Cumhurbaşkanlığı bütçe görüşmelerinde kürsüye çıkan CTP Milletvekili Fikri Toros, Cumhurbaşkanlığı’nın hem iç politikada hem de Kıbrıs sorunu bağlamında üstlendiği rolün altını çizerek, kurumun insani ve kültürel fonksiyonlarının güçlendirilmesi gerektiğini söyledi.
Toros, Cumhurbaşkanlığı’nı “devletin zirvesinde olan en yüce kurum” olarak nitelendirerek, Kıbrıs Türk halkının özgür iradesiyle seçilen cumhurbaşkanının, BM tarafından Kıbrıs Türk toplumu lideri statüsüyle muhatap kabul edildiğini hatırlattı.
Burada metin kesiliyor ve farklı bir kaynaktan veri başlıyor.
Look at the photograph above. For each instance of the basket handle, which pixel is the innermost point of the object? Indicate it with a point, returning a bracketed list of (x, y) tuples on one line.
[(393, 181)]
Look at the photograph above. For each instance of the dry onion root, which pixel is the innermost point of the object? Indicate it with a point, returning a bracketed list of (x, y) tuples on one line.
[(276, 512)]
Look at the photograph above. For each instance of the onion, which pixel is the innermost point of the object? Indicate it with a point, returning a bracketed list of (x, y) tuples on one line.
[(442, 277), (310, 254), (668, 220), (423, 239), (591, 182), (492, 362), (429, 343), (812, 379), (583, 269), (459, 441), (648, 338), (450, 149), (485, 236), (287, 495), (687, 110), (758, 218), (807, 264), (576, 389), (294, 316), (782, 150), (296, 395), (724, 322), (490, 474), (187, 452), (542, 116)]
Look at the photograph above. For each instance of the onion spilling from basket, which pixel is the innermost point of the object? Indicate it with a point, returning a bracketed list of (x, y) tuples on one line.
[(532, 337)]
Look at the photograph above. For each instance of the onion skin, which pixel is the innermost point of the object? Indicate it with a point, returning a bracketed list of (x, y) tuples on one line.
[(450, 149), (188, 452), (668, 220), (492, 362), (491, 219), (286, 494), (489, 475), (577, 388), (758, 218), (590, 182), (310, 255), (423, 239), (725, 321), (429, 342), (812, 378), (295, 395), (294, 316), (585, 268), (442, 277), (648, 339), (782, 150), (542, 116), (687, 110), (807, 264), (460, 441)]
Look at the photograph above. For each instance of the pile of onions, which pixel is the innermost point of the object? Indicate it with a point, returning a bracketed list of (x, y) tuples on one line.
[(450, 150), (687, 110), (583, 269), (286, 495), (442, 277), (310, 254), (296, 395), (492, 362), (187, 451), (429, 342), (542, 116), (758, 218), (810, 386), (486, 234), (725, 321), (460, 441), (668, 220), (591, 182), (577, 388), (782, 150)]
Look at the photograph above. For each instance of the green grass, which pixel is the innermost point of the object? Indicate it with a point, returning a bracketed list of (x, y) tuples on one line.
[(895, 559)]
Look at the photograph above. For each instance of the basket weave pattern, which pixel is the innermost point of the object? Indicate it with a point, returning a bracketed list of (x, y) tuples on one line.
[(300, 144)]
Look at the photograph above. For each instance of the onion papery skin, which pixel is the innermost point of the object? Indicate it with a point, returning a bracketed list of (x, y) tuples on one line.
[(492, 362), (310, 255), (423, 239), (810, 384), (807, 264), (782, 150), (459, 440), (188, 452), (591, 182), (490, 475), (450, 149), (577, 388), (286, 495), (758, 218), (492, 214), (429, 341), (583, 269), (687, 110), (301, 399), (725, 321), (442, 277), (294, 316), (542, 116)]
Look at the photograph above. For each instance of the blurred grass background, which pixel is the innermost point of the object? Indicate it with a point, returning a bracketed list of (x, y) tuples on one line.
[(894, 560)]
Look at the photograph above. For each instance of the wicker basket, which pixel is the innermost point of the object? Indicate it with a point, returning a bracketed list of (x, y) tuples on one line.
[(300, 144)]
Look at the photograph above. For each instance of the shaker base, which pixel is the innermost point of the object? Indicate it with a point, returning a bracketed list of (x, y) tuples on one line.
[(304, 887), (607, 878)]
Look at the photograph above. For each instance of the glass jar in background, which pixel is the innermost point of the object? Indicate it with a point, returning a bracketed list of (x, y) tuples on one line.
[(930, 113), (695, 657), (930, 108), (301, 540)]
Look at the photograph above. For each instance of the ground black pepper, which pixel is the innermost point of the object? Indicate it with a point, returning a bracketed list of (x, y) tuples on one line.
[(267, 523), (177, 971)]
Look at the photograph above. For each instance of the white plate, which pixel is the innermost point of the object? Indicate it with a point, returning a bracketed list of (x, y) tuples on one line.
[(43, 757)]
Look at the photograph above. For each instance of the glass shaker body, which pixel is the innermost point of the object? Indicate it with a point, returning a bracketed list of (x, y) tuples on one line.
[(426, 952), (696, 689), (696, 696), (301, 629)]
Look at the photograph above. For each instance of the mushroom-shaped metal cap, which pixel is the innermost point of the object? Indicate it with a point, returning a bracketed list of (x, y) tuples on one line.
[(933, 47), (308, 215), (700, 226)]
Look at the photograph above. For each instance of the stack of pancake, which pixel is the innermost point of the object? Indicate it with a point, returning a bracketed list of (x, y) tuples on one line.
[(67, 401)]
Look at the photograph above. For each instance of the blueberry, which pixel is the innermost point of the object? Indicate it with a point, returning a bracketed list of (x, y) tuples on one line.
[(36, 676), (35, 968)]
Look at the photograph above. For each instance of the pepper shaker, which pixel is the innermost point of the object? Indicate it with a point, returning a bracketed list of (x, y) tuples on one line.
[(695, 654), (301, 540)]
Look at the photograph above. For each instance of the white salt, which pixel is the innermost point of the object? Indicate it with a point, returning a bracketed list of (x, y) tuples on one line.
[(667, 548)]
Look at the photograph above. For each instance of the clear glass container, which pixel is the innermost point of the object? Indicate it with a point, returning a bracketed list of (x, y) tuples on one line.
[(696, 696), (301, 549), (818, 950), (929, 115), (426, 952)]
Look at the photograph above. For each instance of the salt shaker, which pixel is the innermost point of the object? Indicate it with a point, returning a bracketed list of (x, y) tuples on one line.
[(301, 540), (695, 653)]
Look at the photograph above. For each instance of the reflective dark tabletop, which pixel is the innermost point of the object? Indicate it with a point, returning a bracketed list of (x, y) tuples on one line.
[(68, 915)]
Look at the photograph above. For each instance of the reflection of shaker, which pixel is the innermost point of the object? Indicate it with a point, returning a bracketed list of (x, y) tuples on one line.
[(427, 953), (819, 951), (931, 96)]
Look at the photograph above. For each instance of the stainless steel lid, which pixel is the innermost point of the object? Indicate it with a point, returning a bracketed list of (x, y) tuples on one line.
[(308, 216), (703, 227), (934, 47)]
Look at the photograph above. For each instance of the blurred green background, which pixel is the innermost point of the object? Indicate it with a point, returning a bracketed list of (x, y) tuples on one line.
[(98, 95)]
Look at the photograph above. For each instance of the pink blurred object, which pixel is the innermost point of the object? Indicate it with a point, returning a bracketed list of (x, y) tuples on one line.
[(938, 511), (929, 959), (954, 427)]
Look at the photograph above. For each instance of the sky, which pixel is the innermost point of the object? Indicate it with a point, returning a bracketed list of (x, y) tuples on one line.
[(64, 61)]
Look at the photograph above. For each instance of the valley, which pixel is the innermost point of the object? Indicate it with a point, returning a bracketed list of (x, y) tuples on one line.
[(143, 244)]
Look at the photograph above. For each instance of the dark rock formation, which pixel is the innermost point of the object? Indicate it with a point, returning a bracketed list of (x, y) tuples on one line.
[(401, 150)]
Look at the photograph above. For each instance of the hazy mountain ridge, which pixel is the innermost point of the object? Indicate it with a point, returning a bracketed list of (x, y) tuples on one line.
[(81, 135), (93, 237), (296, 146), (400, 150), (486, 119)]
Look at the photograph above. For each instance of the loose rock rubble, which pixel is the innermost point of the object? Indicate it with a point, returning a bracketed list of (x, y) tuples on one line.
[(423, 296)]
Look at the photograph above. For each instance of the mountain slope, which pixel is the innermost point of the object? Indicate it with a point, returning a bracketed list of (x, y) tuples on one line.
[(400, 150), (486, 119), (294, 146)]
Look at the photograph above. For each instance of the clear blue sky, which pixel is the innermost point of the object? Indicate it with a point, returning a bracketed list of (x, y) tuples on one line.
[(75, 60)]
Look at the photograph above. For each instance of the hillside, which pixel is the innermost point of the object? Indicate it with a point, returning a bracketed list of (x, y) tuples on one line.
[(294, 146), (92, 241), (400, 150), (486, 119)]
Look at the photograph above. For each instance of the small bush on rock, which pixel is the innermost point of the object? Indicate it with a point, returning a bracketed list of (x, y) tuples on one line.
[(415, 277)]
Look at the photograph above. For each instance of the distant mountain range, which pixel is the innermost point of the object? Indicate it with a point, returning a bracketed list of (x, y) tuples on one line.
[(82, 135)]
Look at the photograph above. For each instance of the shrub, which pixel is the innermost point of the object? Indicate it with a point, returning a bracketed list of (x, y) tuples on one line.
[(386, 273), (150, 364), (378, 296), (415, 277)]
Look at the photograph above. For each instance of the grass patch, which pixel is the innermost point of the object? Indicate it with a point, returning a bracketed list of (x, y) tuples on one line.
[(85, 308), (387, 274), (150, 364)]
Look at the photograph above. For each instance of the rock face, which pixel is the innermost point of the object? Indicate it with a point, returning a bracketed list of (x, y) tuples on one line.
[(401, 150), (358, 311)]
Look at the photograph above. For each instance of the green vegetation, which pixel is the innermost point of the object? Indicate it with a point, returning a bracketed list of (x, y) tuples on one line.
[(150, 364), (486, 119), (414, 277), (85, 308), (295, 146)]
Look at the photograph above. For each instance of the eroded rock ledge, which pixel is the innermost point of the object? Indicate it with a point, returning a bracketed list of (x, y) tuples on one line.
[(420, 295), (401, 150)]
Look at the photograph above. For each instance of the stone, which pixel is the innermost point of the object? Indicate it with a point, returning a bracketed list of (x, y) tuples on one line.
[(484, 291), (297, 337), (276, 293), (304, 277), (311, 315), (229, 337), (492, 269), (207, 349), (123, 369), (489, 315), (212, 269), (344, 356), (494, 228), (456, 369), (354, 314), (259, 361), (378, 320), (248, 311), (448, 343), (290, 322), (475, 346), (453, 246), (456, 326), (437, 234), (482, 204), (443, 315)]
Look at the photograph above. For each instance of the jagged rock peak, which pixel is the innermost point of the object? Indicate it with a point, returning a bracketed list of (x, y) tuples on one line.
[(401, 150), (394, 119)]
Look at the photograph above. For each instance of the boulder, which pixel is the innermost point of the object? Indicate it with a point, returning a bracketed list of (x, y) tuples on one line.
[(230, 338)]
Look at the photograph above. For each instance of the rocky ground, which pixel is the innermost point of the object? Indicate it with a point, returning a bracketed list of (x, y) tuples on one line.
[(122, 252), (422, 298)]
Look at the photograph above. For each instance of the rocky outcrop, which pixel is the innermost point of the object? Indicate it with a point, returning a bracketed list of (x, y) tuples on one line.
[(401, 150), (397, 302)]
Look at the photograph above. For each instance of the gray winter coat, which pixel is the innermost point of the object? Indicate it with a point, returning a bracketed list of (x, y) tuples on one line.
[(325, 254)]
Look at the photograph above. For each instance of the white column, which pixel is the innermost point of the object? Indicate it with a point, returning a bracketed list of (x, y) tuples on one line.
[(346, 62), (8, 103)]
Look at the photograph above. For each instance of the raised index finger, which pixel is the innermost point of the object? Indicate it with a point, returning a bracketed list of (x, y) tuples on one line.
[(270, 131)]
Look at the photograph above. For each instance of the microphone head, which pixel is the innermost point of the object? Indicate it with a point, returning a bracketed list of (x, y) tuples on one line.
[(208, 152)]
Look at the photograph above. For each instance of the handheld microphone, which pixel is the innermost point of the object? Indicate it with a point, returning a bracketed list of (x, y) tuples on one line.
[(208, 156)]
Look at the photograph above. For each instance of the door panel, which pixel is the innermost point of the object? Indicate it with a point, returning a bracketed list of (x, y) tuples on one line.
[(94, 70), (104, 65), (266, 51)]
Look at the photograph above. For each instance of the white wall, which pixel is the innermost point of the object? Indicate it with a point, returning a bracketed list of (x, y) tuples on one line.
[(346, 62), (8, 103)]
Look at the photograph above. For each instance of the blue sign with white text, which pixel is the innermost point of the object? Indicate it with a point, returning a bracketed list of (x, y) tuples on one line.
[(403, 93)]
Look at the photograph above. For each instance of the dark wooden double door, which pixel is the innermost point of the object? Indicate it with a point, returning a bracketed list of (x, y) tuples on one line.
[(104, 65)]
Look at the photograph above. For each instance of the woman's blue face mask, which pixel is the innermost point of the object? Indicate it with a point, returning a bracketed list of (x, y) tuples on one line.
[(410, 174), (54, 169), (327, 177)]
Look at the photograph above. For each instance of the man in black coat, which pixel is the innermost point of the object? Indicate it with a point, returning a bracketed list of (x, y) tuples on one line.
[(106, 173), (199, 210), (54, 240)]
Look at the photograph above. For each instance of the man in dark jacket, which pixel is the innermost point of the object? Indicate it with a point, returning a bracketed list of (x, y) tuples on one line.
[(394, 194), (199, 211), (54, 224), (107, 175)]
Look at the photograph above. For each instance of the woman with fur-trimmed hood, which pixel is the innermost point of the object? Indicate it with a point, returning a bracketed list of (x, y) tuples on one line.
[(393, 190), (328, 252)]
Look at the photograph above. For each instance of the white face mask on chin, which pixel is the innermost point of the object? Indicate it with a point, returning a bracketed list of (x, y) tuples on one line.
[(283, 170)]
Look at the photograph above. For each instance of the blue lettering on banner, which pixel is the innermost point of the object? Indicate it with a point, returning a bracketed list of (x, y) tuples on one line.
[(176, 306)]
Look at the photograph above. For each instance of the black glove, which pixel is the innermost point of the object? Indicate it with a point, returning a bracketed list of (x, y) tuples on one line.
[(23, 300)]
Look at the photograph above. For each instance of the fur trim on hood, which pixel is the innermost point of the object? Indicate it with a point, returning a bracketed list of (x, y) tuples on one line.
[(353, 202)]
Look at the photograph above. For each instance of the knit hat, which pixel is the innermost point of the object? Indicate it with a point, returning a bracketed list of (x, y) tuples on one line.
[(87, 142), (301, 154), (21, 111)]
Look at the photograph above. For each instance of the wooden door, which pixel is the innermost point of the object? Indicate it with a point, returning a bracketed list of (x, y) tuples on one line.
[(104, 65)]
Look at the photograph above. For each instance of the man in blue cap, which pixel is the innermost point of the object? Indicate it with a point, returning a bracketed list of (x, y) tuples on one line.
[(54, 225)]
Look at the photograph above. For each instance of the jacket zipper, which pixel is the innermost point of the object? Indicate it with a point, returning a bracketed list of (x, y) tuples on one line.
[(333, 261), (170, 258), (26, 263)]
Cumhurbaşkanlığı’nın BM himayesinde yürütülen iki toplumlu barış süreçlerinde Kıbrıs Türk halkının hak ve çıkarlarını koruyan, hükümetin icraatlarına yön veren ve denetleyen bir makam olduğunu ifade eden Toros, 2004 sonrasında AB ile kurulan ilişkiler, Mali Yardım ve Yeşil Hat Tüzükleri çerçevesindeki temasların da bu makam üzerinden yürütüldüğünü belirtti. Bu nedenle, Cumhurbaşkanlığı bütçesini değerlendirirken “topluma yön veren, ortak geleceği yapılandıran özgün fonksiyonlarını artırarak daha etkili bir kapasiteye eriştirmenin önemli bir sorumluluk” olduğunu vurguladı.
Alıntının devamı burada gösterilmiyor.